Nigeria’s controversial decision to scrap fuel subsidies left the country better prepared to capture a windfall from spiking oil prices, and protect consumers from higher costs, the top energy advisor to President Bola Tinubu told Semafor. For Nigeria, rising oil prices are a mixed blessing: As Africa’s top producer of crude, it stands to gain more from exports, but since the country still relies heavily on imported refined products it remains highly exposed to price shocks — drivers in particular, as well as the large number of people who rely on diesel generators for electricity.
Getting rid of fuel subsidies — which Tinubu did upon taking office in 2023 — means more risk for consumers, with a presidential election coming in January. But it also makes Nigeria a more attractive destination for energy investors, Olubukola Verheijen, Tinubu’s special advisor on energy, said on the sidelines of CERAWeek. Since Tinubu became president, she said, the country has locked in more than $8 billion in new drilling projects, with another $20 billion under development.
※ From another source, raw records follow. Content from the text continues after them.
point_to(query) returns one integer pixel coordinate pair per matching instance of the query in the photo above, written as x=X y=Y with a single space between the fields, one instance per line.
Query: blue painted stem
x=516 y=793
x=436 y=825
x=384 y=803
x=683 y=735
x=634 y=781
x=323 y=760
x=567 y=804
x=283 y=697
There are no plans to reintroduce fuel subsidies, Verheijen said, even though for now pump prices are 50% higher than they were before the Iran war started. Tinubu’s administration, she said, is counting on the market to solve that problem on its own. “We’ve been very deliberate in designing our economy to be much more disciplined and commercially driven,” she said. “The reforms we took were designed to drive our own energy security agenda and decouple from exactly this kind of volatility.”